For a brief spell during the mid-'80s, the heavy metal quintet Dio was one of the top U.S. concert attractions, boasting one of the most over-the-top stage acts of its time loaded with props and special effects (lasers, explosions, a giant dragon, etc.). The group's leader was singer Ronnie James Dio, who had previously become acquainted with the metal masses as the frontman of Ritchie Blackmore's Rainbow from 1975-1978 and Black Sabbath from 1979-1982. Come the early '80s, Ronnie James was ready to finally head out on his own, forming Dio and recruiting a stellar backing band, consisting of a few former bandmembers, ex-Rainbow bassist Jimmy Bain and ex-Black Sabbath drummer Vinny Appice (Carmine Appice's brother), in addition to ex-Sweet Savage guitar shredder Vivian Campbell. Lyrically, the group would retain the same subject matter that Ronnie James specialized in with his previous outfits (dungeons and dragons, swords and sorcery, damsels in distress, etc.), but musically, Dio was more melodically based than Rainbow or Sabbath. The group scored a hit right off the bat with their 1983 debut release, Holy Diver, which spawned such popular MTV videos as "Rainbow in the Dark," as well as its title track.
For their sophomore effort, 1984's The Last in Line, the band expanded its lineup to include keyboardist Claude Schnell, as the album would become the biggest hit of Dio's career (on the strength of another MTV-approved video, for the album's anthemic title track) and the group became an arena-headliner. Although Dio's next release, 1985's Sacred Heart, was commercially successful, Campbell had become disillusioned by the group's direction and split from the group a year later. Just prior to Campbell's exit, the entire Dio band helped organize Hear N' Aid, an all-star assembly of heavy metal artists that recorded a track called "Stars," which helped fight world hunger (a subsequent album was issued as well, collecting previously unreleased live tracks from a few of the day's top hard rock acts). Former Giuffria guitarist Craig Goldy took Campbell's place, resulting in such releases as 1986's live EP Intermission and 1987's Dream Evil, which retained the group's headbanging audience, but failed to expand upon it as its previous releases had.

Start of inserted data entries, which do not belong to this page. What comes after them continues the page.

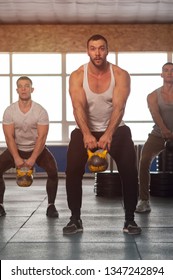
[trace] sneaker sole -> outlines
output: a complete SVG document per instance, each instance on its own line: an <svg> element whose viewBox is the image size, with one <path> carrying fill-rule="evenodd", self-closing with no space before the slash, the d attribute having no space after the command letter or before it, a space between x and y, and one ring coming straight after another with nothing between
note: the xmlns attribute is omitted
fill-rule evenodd
<svg viewBox="0 0 173 280"><path fill-rule="evenodd" d="M129 232L128 229L123 229L123 232L129 235L138 235L141 234L142 230L140 230L139 232Z"/></svg>
<svg viewBox="0 0 173 280"><path fill-rule="evenodd" d="M6 213L0 214L0 217L4 217L6 216Z"/></svg>
<svg viewBox="0 0 173 280"><path fill-rule="evenodd" d="M46 214L46 216L47 216L48 218L52 218L52 219L53 219L53 218L59 218L59 215L56 215L56 216L49 216L49 215Z"/></svg>
<svg viewBox="0 0 173 280"><path fill-rule="evenodd" d="M83 229L76 229L75 231L71 231L71 232L64 232L63 231L63 234L64 235L72 235L72 234L76 234L76 233L79 233L79 232L83 232Z"/></svg>
<svg viewBox="0 0 173 280"><path fill-rule="evenodd" d="M59 218L59 213L58 213L58 211L54 212L54 214L50 214L49 212L46 212L46 216L48 218Z"/></svg>
<svg viewBox="0 0 173 280"><path fill-rule="evenodd" d="M146 212L151 212L151 209L146 209L146 210L135 210L135 213L146 213Z"/></svg>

By 1990's Lock up the Wolves, Ronnie James Dio was the only original member of Dio left in attendance as the band's lineup continued to fluctuate throughout the '90s on such releases as 1994's Strange Highways, 1996's Angry Machines, and 1998's Inferno: Last in Live (Ronnie James took a brief break from Dio in 1992 to rejoin Black Sabbath for a lone release, Dehumanizer). In 2000, a pair of Dio releases emerged; first was Dio's first new studio album in four years, the concept album Magica (which saw past members Bain and Goldy return to the group), as well as a 16-track compilation titled The Very Beast of Dio. His medieval-themed metal returned two years later, when the Killing the Dragon album arrived in the spring of 2002. The album was a serious endevor, but Dio also learned to make fun of his image after years of defending it, inviting comedy duo Tenacious D to star in the video for "Push" and even including the clip on the fall re-release of Killing the Dragon.